Culturally Responsive Curriculum Standard C: A culturally-responsive curriculum uses the local language and cultural knowledge as a foundation for the rest of the curriculum.
There are seven parts of this cultural standard, but I’m going to focus my reflection on the following two parts. A curriculum that meets this cultural standard: 1. utilizes the local language as a base from which to learn the deeper meanings of the local cultural knowledge, values, beliefs and practices; and 2. recognizes the depth of knowledge that is associated with the long inhabitation of a particular place and utilizes the study of “place” as a basis for the comparative analysis of contemporary social, political and economic systems.
- I really appreciate how much Tlingit language we have been exposed to through this class. We have listened to expert speakers, we have watched young people use the language, and we have learned about the connections between language and culture. We have seen that this language is vibrant and very much alive. During our group project David mentioned how he would like to do a Tlingit word of the day to teach us as a class and I really like that idea! I also think it’s something we could easily incorporate into a classroom throughout the year, especially since there are recordings of Tlingit available online, dictionaries, and even these cool videos with puppets from 1969. It would be great to have an Elder join the classroom and help us work on Tlingit language, but that might not be an option daily.
- Thinking about rooting a lesson in place makes me think of Paula’s lesson on Japanese Knotweed. You could teach a lesson on invasive plants simply by reading about them in a text book, but would it really be memorable? I grew up in Douglas and when Paula showed us the map of where the invasive plant grew, I could picture the patches in my former neighbors’ yards.

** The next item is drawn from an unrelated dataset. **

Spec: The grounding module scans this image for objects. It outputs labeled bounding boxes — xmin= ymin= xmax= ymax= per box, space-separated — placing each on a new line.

My best friend and I used to build tunnels through the knotweed by lashing the tops of it together with grass. Some of the most important meetings about the latest elementary school drama were held within the walls of this invasive plant. This lesson helped me reexamine something that I thought I already understood. I was encouraged to reconsider it, examine it, and think critically about this plant and how it arrived in Alaska. Paula’s students got to observe the plant in the wild, record data about it, and learn (or solve the mystery!) of how it got to Douglas. Through interdisciplinary lesson “place” seemed to be the glue that held science, math, history and language arts together. I have learned so much in this course about how we we can meet curriculum standard C and teach many complex topics using the resources and knowledge right here in Juneau (or whatever community you’re working in!)